Announcement

Collapse
No announcement yet.
X
  • Filter
  • Time
  • Show
Clear All
new posts

  • Downloading data from Public API from json format to csv file or txt file so that I can read data in stata on macOS

    I have to download the following data from Business Dynamics Statistics ( which is public data provided by census bureau ) from the following API which returns the data in json format.
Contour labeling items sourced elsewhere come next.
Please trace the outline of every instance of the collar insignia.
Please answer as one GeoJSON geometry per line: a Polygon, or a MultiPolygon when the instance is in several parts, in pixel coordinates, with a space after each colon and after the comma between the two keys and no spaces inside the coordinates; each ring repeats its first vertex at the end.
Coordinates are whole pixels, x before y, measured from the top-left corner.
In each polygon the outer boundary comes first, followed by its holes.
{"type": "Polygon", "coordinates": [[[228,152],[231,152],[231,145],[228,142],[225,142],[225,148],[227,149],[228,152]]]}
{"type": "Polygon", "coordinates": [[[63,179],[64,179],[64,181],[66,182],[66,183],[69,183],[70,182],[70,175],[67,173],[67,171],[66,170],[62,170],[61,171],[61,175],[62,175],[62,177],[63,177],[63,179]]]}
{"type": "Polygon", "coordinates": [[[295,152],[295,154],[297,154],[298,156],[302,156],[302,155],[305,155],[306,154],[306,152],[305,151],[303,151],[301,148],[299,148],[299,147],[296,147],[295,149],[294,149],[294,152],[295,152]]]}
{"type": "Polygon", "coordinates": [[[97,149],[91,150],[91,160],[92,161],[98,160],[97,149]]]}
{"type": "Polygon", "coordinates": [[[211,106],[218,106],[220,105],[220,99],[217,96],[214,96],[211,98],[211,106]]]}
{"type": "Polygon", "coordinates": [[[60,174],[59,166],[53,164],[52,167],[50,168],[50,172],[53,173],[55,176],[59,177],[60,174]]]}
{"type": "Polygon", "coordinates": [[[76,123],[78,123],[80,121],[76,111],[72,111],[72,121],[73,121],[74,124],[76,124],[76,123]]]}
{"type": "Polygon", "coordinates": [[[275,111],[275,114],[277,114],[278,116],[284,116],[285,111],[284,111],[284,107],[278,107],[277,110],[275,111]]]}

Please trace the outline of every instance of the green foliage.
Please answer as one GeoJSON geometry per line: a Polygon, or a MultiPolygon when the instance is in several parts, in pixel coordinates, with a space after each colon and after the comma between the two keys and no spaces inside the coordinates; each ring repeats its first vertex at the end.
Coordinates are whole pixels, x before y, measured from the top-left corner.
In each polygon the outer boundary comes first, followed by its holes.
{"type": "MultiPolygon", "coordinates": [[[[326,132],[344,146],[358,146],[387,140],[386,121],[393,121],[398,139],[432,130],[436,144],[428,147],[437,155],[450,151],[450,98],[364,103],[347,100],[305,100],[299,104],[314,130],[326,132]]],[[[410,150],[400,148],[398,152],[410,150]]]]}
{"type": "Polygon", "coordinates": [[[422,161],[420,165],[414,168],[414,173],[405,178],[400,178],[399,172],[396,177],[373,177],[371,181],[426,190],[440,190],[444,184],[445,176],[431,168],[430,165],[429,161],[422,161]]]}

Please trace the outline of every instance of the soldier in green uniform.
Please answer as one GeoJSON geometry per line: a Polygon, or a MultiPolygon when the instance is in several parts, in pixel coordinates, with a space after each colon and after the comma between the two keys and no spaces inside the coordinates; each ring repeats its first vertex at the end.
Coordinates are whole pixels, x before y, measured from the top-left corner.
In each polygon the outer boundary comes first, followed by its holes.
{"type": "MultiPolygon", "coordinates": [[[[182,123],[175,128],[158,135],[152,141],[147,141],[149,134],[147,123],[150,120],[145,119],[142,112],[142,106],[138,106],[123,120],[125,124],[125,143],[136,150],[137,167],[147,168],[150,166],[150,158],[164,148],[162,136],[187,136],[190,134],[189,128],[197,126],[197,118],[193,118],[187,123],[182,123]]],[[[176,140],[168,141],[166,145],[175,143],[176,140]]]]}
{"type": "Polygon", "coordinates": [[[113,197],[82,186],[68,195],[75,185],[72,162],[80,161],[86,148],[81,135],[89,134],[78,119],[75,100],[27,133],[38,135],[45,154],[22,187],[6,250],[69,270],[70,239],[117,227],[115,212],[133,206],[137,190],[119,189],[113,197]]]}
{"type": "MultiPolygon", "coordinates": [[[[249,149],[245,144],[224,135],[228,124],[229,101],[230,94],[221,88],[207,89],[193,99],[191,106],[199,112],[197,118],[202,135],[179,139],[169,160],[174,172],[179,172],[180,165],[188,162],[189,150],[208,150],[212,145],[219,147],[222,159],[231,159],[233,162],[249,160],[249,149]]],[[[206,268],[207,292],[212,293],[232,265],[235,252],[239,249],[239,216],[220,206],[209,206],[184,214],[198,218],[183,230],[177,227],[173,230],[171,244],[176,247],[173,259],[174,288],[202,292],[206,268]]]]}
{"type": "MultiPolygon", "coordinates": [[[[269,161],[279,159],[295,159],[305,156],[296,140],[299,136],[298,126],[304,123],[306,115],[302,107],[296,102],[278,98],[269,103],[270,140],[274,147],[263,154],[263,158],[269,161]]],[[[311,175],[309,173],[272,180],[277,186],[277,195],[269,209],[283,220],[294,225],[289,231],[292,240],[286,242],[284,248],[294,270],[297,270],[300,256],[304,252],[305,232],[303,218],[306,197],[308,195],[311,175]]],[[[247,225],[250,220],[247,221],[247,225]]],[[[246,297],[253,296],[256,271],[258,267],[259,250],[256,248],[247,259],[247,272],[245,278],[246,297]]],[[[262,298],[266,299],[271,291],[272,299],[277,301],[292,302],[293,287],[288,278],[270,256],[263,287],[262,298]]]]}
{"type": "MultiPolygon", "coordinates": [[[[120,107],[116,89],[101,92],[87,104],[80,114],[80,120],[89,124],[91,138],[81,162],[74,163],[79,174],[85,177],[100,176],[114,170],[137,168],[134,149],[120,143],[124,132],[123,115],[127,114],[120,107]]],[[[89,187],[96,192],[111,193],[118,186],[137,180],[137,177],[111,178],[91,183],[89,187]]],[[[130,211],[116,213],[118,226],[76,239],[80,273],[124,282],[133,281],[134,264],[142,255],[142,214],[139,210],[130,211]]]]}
    Does anyone have any idea how I can download the data in stata readable format from the following link ?

    Code:
    https://api.census.gov/data/timeseries/bds?get=NAME,YEAR,FIRM,ESTAB,EAGE,EMPSZES,EMPSZFI,ESTABS_ENTRY,ESTABS_EXIT,FAGE,FIRMDEATH_EMP,FIRMDEATH_ESTABS,FIRMDEATH_FIRMS,JOB_CREATION,JOB_CREATION_BIRTHS,JOB_CREATION_RATE,JOB_DESTRUCTION,JOB_DESTRUCTION_DEATHS,NET_JOB_CREATION,REALLOCATION_RATE,NET_JOB_CREATION_RATE,EMP&for=county:*&in=state:*&time=from+2000+to+2008&for=NAICS:*

  • #2
    As far as I can tell from the documentation, there is not a way to modify the link to download the data as a .csv (or anything but json really). My typical workflow with the census API is to download the data with a python script and convert to a .csv from there with the json and csv packages - although it looks like this might be even easier with a few lines of pandas.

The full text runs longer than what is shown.